Weddle was fully responsible for the overtime gamble, making the call as the upback in punt formation from the Chargers' 28-yard line. If the Chiefs had stopped him, they'd have taken possession, already in field-goal range.
"If we are going to go down, let's go down doing what we do and that's playing aggressive until the end," Weddle told Chargers.com.
San Diego tight end Antonio Gates described the play as "Weddle just being Weddle," and McCoy said, "Thank God it worked out the way it did."
After surging into the pile for the first down, Weddle lost the ball, but he was ruled down.

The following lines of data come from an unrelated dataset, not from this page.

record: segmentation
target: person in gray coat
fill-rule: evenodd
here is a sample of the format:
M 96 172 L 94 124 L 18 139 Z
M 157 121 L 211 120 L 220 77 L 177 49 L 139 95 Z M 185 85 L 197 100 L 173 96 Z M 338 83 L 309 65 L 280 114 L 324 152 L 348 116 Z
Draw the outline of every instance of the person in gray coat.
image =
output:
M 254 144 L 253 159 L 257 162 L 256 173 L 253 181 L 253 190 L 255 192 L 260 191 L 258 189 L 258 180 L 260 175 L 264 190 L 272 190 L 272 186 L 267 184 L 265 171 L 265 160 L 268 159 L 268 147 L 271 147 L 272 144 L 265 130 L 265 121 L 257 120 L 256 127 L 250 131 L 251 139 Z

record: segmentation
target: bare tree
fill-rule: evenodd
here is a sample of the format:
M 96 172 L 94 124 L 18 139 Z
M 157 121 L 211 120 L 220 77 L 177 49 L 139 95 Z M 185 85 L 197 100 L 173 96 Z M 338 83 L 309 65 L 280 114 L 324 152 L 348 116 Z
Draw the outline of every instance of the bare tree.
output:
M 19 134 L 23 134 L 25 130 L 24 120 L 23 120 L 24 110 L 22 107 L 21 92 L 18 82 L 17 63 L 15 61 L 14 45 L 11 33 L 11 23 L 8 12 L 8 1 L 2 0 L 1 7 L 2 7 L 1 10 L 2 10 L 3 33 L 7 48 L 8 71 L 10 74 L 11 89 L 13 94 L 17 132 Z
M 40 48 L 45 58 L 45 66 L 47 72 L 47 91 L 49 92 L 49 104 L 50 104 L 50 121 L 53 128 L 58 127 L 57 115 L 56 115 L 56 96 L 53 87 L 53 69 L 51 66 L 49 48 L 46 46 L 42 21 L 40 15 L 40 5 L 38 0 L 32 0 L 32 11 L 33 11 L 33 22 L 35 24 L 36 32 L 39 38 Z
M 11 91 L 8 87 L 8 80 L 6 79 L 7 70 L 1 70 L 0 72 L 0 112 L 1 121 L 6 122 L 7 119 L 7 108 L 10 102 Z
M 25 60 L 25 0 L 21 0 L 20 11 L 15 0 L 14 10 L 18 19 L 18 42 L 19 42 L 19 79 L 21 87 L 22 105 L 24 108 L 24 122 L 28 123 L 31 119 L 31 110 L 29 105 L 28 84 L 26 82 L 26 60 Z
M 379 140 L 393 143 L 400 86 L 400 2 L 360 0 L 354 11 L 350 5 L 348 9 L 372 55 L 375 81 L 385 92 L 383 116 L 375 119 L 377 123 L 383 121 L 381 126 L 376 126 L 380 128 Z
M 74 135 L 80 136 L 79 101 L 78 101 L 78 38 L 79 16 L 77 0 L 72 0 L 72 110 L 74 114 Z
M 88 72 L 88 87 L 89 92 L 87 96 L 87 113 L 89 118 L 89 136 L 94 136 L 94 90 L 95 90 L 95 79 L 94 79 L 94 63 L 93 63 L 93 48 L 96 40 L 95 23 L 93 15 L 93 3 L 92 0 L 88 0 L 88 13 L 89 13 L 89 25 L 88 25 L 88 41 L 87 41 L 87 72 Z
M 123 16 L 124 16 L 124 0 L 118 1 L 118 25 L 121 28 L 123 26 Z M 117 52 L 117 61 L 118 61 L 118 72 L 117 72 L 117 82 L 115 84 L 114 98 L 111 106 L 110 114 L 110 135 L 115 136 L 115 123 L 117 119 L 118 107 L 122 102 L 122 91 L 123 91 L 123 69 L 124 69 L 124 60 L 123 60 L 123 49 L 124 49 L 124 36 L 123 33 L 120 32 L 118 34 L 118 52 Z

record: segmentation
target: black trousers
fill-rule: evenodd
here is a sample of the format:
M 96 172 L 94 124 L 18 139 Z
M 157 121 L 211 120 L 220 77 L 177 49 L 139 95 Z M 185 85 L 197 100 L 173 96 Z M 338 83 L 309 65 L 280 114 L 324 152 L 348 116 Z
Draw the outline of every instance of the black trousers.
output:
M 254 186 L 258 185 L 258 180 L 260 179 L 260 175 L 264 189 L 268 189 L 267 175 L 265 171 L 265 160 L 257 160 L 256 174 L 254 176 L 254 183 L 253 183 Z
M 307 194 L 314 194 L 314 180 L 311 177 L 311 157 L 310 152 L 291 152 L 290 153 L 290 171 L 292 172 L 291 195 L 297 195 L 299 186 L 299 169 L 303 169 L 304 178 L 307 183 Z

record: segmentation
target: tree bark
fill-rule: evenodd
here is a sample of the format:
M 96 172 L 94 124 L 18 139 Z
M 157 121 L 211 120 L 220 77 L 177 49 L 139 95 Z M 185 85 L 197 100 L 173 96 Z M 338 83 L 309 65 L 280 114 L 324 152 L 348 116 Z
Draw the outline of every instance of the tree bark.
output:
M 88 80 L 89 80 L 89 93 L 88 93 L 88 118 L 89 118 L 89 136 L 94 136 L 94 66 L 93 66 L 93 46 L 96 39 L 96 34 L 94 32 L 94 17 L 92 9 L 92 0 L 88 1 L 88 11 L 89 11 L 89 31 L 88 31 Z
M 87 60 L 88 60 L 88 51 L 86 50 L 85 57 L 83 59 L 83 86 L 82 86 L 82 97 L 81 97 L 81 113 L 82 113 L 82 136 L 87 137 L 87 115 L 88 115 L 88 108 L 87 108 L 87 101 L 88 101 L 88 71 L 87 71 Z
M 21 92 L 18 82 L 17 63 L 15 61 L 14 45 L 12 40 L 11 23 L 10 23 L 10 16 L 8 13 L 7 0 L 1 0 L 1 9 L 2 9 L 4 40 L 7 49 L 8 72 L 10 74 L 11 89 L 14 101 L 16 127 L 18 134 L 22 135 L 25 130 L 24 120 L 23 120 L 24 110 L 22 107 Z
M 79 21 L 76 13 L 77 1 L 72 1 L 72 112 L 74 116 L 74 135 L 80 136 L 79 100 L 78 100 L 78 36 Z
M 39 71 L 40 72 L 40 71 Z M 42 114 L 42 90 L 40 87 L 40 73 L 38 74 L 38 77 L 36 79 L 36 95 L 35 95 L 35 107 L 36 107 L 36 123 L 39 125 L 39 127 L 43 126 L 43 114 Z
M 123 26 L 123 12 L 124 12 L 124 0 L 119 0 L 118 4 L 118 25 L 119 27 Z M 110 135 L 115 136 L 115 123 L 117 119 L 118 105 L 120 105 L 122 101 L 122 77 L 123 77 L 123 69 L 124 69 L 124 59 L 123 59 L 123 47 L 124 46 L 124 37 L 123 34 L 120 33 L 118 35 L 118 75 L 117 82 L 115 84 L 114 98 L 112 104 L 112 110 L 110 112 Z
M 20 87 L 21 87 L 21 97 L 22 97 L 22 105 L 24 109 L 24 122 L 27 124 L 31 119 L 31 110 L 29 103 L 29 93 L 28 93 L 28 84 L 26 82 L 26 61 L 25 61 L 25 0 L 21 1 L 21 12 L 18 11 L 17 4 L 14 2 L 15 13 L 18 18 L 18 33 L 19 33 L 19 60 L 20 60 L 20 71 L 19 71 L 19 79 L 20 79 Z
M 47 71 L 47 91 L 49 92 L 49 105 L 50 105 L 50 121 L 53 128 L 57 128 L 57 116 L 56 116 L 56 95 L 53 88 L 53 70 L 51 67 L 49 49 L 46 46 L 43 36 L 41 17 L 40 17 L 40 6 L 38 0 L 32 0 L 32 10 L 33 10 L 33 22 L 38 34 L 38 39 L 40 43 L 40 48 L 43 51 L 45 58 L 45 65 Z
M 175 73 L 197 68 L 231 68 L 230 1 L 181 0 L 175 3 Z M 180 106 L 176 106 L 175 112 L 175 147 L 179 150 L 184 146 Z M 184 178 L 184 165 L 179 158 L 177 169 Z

So Weddle, who made 12 tackles Sunday, added another chapter to the story of his Pro Bowl season, while McCoy earned a playoff berth in his first year. That's an achievement, regardless of how the Chargers struggled to beat a short-staffed Kansas City team.
McCoy and the Chargers (9-7) deserve credit for winning their last four games. As the AFC's No. 6 seed, they're the biggest underdogs in the wild-card round of the playoffs, visiting Cincinnati on Sunday.
Kansas City, the No. 5 seed, will travel to Indianapolis on Saturday, as Reid and Smith try to extend their first season together.